Company's Public Refutation of Plaintiff's Claims Not Actionable
Jewett v. IDT Corp., 2008 WL 508486 (D.N.J. 2008) — Plaintiff alleged that he was unlawfully terminated after complaining that his employer had been making improper payments to foreign officials. He initially brought suit alleging violation of the New Jersey Law Against Discrimination, the New Jersey Conscientious Employee Protection Act, and the New Jersey Anti-Racketeering Statute, and later added claims for abuse of process, defamation and intentional infliction of emotional distress. Plaintiff’s defamation and intentional infliction of emotional distress claims were based upon public statements made by company management characterizing his complaint as a “baseless claim by a former disgruntled employee” and a 10-K statement disclosing the lawsuit and noting the company had not found “any evidence” to substantiate plaintiff’s allegations. On a motion to dismiss the later added claims, the court dismissed the defamation and abuse of process claims. The court found that the public comments were not defamatory as a matter of law. Defendants then filed a second motion to dismiss the remaining claim for intentional infliction of emotional distress.
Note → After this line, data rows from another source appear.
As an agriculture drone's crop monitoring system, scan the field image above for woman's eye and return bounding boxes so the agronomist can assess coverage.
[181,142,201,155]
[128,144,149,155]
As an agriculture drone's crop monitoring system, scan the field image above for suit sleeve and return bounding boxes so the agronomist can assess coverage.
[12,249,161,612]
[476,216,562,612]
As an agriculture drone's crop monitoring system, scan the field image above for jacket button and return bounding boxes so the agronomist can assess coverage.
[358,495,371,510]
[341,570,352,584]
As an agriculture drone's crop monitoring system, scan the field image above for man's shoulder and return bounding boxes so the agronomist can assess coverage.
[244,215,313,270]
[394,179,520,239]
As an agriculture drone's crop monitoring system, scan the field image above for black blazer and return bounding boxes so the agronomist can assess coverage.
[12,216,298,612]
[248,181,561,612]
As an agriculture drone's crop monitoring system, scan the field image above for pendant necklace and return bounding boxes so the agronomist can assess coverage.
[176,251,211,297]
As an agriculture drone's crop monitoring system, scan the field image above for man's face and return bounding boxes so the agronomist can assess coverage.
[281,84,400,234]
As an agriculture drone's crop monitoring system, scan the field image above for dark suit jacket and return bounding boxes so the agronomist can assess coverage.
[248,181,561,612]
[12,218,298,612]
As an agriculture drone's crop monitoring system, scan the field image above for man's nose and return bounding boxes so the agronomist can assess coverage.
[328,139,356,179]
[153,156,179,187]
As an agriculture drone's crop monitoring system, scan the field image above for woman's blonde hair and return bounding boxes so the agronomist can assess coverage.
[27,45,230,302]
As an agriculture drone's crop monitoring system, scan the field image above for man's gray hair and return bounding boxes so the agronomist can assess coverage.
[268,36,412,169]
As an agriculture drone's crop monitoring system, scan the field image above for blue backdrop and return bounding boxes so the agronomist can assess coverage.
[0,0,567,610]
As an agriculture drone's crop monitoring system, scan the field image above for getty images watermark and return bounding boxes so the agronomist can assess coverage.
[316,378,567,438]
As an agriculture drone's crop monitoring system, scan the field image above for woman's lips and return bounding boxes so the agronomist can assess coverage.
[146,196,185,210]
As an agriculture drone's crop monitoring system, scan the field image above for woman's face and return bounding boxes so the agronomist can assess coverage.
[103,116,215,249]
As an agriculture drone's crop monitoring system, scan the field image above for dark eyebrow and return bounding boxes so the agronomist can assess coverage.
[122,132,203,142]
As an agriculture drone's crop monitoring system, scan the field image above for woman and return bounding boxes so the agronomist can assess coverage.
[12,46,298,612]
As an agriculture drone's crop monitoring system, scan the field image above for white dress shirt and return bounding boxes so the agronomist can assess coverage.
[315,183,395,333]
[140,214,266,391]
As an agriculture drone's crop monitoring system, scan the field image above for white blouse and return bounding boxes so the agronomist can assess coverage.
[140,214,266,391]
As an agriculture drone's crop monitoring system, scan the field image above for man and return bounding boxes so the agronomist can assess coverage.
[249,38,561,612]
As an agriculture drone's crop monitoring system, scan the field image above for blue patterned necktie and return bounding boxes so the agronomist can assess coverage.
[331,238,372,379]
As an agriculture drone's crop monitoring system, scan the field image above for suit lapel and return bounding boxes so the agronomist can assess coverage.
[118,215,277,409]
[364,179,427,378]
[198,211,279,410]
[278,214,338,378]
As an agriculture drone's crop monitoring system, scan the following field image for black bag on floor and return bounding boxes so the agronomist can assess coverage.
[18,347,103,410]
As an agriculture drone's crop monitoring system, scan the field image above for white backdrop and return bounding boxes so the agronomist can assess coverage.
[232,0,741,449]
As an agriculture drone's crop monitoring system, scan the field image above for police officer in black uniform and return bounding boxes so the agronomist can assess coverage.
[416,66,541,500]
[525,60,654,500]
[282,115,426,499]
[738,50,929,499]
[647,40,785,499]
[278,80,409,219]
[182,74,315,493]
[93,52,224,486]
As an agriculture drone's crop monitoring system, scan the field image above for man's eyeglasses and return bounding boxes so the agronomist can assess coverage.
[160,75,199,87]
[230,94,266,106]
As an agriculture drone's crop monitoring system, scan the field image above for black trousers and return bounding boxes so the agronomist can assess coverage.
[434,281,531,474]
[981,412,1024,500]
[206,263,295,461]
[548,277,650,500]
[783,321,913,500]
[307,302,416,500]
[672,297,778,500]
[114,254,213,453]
Reiterating that it is “extremely rare to find conduct in the employment context that will rise to the level of outrageousness necessary to provide a basis for recovery for the tort of intentional infliction of emotional distress,” the court dismissed the plaintiff’s claim for intentional infliction of emotional distress. The court found these public statements do not rise to the level of “extreme” or “outrageous” behavior required, and that they are “routine” and “commonplace” in the course of litigation.
Note: This article was published in the April 1, 2008 issue of the New Jersey eAuthority.